Last wind turbine completed at Coopers Gap Wind Farm
AGL today announced Australia’s largest wind farm had passed a major milestone with the completion of construction of the final turbine at Coopers Gap in Queensland.
AGL Head of Construction Brian McEvoy said the final blade on the 123rd wind turbine was hoisted into place by crane and fitted to the turbine hub by the rigging crew last Friday.
“This is a significant milestone for everyone involved in the Coopers Gap Wind Farm project including the owner, the Powering Australian Renewables Fund,” Mr McEvoy said.
“It continues a process that began in early 2018 and which included transporting more than 1,200 components more than 300 kilometres from the Port of Brisbane over a mountain range to the Darling Downs site, where the giant turbines were assembled and erected.
“The scale of the achievement is underlined by the fact that each of the blades are more than 60 metres long, the nacelle housing the generating parts weighed 90 tonnes, and they were lifted more than 100 metres into the air hundreds of times to be fitted.
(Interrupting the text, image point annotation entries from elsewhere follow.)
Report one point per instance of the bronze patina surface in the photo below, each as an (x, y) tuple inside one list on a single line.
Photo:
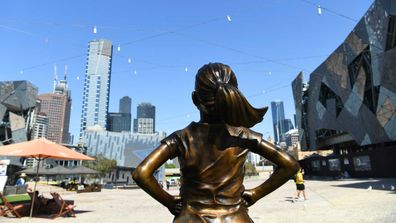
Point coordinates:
[(212, 153)]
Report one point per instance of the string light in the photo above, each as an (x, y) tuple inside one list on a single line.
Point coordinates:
[(319, 10)]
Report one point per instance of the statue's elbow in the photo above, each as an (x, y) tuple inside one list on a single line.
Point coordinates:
[(137, 174)]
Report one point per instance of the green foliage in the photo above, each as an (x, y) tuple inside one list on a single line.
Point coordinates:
[(101, 164), (250, 169), (170, 165)]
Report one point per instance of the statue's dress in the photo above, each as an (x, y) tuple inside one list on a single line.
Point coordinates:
[(212, 158)]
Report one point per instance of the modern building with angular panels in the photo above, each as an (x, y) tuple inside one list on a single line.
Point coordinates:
[(349, 104)]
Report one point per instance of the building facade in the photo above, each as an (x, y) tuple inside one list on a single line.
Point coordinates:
[(145, 119), (349, 105), (125, 105), (120, 121), (57, 107), (97, 84)]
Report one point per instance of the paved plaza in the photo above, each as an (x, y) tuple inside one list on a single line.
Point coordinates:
[(352, 200)]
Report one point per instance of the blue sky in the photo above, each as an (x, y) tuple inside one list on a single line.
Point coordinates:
[(266, 42)]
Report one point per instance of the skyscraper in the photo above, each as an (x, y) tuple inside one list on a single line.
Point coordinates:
[(120, 121), (97, 84), (125, 105), (278, 115), (57, 106), (145, 119)]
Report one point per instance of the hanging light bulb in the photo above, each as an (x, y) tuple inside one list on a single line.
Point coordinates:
[(319, 10)]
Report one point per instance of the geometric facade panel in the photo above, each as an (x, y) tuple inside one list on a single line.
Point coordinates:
[(357, 82)]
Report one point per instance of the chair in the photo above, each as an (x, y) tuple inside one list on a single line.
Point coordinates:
[(7, 207), (64, 207)]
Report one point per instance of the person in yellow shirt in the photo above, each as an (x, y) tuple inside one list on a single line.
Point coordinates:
[(300, 185)]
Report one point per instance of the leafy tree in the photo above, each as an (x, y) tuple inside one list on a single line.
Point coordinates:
[(101, 164)]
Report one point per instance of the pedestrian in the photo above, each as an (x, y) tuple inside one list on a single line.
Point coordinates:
[(212, 154), (21, 180), (299, 179)]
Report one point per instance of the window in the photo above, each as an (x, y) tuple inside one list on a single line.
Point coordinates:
[(326, 93), (391, 36), (362, 163), (334, 165), (315, 165)]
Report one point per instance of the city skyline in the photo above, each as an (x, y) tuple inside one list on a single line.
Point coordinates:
[(157, 52)]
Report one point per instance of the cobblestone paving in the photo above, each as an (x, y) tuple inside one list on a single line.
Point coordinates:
[(328, 201)]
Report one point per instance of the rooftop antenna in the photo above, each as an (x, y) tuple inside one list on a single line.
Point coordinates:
[(65, 72), (55, 76)]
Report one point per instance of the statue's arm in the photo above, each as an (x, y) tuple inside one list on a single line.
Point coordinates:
[(287, 166), (143, 176)]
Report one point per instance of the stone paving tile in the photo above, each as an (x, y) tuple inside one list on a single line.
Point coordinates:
[(328, 201)]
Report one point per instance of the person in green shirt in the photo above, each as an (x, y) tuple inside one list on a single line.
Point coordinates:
[(300, 185)]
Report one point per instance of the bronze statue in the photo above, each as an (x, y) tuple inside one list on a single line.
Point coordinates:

“About 200 people from the GE – Catcon consortium worked on site at the peak of construction work but this will wind down to about 20 once operations begin.”
Mr McEvoy said 96 of the 123 turbines had been commissioned and 182 megawatts of power was being generated into the National Electricity Market as the wind farm gradually ramped up to full capacity of 453 megawatts, which is enough renewable energy to power 264,000 average Australian homes.
He said the $850 million project was expected to be completed in the second half of 2020.
“We could not have got to this point without the strong support from all of our key stakeholders including the Queensland Government, the Western Downs and South Burnett regional councils, local landowners, the Australian Energy Market Operator and Powerlink Queensland,” Mr McEvoy said.
“It’s satisfying to reach this important milestone knowing we’ve done it safely and by supporting the community in which we are located by focusing much of our spending on local businesses and contractors.”